That is why you can sincerely decide to wake up early, meditate, eat healthy, be kind, stop reacting, stop scrolling, and still fail the next morning. Your intellect signed up. Your body and habitual mind did not. So the elephant does not respond to lectures. It responds to training.
Training is repetition.
Vairagya: the missing half in modern meditation culture
Swami’s second word, vairagya, is often absent from secular meditation culture. Many meditation programs emphasize calmness and focus but avoid asking what the ancient traditions asked directly: Are you willing to reduce your compulsive outward pull?
Vairagya is not hatred of the world. It is not neglect of family, duties, or health. It is loosening the knots of obsessive attraction and repulsion: what Vedanta calls raga (grasping) and dvesha (aversion). These two repeatedly yank attention outward and keep the mind unsteady.
Swami makes the point vivid with a story: three drunk friends row a boat all night and go nowhere because they forgot to untie the rope from the shore. They work hard and still remain stuck. Vairagya is untying the boat. Without it, meditation becomes exhausting effort with little movement.
He also warns about a subtle danger: if you try to suppress worldly desire without genuine dispassion, you can create inner conflict. Repression is not spirituality. Krishna even calls the person who outwardly withdraws while inwardly dwelling on the world a hypocrite. The healthier solution is balance: do your daily responsibilities, but cultivate inner looseness, not compulsive seeking and avoiding.
Ten practical steps to meditate better
Near the end, Swami offers practical guidance distilled from earlier teachers. These are the kind of steps that make meditation less of a vague ideal and more of a repeatable habit:
- Meditate regularly. Not only when “in the mood.”
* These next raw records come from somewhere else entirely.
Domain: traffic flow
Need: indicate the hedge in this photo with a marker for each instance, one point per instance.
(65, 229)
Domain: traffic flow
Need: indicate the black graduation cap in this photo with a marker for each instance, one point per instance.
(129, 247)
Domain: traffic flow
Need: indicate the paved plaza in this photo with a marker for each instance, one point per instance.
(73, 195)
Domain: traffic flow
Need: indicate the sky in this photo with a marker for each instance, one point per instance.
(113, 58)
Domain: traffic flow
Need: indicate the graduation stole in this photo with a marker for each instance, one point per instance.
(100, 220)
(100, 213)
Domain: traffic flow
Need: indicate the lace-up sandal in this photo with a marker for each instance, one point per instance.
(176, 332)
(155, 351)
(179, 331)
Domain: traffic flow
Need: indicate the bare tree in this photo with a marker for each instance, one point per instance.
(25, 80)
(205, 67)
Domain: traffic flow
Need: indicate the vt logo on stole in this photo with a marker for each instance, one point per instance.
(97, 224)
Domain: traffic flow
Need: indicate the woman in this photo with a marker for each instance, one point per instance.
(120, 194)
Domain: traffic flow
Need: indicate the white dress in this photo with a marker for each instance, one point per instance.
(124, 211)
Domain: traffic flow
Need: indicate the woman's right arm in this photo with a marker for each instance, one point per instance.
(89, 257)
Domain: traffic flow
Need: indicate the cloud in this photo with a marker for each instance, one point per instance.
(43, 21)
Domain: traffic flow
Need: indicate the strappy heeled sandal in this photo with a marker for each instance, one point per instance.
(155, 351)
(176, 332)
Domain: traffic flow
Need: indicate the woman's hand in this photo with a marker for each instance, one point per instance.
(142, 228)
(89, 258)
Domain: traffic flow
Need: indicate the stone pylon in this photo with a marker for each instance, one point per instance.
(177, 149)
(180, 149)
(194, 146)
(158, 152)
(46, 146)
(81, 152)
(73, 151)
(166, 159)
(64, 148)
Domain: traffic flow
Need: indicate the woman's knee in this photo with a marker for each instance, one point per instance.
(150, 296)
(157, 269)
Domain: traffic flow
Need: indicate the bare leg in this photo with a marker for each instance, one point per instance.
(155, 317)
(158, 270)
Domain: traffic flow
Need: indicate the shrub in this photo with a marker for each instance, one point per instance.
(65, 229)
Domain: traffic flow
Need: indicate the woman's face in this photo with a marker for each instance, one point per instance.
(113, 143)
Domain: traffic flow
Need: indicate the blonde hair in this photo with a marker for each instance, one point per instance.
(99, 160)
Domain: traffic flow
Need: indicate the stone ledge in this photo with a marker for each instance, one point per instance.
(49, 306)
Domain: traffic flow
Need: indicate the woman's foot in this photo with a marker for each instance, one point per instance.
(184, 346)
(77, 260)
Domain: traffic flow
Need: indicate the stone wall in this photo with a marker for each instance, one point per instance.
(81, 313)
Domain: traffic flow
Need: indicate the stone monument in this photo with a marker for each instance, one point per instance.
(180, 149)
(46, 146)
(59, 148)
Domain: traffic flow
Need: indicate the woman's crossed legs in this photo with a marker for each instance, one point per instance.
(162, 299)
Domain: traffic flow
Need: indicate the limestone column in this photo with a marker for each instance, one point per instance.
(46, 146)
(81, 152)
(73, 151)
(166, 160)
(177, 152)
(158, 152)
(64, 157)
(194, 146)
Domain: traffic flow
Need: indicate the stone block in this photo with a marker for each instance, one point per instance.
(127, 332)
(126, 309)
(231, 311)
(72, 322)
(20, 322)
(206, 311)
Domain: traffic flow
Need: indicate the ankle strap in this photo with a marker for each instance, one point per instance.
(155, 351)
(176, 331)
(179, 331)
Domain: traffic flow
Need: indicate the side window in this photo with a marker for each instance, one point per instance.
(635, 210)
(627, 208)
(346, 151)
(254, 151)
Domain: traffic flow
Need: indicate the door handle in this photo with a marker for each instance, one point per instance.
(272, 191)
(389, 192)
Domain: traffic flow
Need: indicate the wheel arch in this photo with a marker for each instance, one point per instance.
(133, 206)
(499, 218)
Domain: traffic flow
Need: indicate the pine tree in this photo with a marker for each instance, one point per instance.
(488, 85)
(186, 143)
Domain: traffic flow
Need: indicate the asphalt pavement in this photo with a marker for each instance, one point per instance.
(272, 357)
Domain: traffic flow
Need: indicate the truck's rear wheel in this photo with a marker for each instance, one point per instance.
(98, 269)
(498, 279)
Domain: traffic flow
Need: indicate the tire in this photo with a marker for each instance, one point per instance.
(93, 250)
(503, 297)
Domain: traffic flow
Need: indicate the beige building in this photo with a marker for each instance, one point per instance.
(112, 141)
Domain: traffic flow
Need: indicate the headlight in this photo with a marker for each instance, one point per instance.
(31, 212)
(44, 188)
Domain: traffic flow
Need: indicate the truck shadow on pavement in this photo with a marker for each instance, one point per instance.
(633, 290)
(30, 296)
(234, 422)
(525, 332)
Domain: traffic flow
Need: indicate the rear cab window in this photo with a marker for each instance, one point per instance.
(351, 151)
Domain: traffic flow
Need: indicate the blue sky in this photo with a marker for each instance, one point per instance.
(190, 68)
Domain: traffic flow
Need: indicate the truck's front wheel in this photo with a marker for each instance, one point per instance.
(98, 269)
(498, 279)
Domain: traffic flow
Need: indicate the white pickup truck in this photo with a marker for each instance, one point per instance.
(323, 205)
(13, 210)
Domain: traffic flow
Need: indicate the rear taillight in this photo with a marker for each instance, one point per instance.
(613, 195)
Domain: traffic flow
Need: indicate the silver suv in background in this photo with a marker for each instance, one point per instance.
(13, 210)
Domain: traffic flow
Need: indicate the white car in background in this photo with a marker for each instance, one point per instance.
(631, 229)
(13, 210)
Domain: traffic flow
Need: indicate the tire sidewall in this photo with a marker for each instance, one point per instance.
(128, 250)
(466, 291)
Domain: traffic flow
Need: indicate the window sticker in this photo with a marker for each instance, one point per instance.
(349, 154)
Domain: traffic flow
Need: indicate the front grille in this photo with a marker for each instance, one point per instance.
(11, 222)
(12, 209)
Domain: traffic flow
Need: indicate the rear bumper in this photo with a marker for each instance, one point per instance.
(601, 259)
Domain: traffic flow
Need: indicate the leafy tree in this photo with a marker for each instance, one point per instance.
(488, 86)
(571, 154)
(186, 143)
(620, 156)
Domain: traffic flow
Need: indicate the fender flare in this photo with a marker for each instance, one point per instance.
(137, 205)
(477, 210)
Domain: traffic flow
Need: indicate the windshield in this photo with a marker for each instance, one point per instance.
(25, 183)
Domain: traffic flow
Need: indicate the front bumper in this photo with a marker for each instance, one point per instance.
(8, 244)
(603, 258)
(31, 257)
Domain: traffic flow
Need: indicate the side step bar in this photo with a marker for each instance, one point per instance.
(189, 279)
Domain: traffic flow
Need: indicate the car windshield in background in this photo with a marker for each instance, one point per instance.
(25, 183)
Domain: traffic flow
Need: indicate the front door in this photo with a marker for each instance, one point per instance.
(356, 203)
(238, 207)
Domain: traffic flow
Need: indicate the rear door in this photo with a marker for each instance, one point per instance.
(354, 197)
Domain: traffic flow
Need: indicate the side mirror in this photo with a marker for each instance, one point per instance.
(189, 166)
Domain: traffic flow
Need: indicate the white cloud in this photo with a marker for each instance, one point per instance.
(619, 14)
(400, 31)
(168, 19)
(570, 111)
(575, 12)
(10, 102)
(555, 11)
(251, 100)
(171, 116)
- Keep a fixed time. The mind learns rhythm.
- Keep a fixed place. A consistent seat or corner trains the nervous system.
- Don’t dwell on disturbing thoughts. Replace quickly, engage mind in something wholesome.
- Avoid bad company when you are fragile. Protect the “seedling” until it becomes strong.
- Practice simplicity. Fewer possessions and less clutter reduce mental scattering.
- Cultivate vastness. Think in terms of immensity of time and space to weaken petty agitation.
- Cultivate yearning for God or freedom. Desire redirected becomes power.
- Spiritualize daily work. Offer actions as worship; a little ritual can elevate the mind.
- Seek holy company. The atmosphere of sincere practitioners stabilizes you.
These are not rigid rules. They are levers. Use them and you will notice meditation becomes less of a wrestling match and more of a flow.
The deeper encouragement: don’t quit too fast
One of Swami’s most human points is about impatience. In every other skill, we accept training. No one enrolls at a university and demands a degree the next day. No one starts a business and complains they are not rich in a week. Yet in spiritual life we often expect instant mastery and conclude we are unfit when the mind remains restless.
Swami’s message is steadier: this is the subtlest and highest task of life. Of course it takes time. But every small effort gives immediate value: a little calm, a little clarity, a little resilience, a little less reactivity. And over time, practice and dispassion genuinely reshape the mind.
Meditation becomes better not by waiting for a perfect mind, but by training the mind you have, and slowly untying it from what keeps pulling it outward.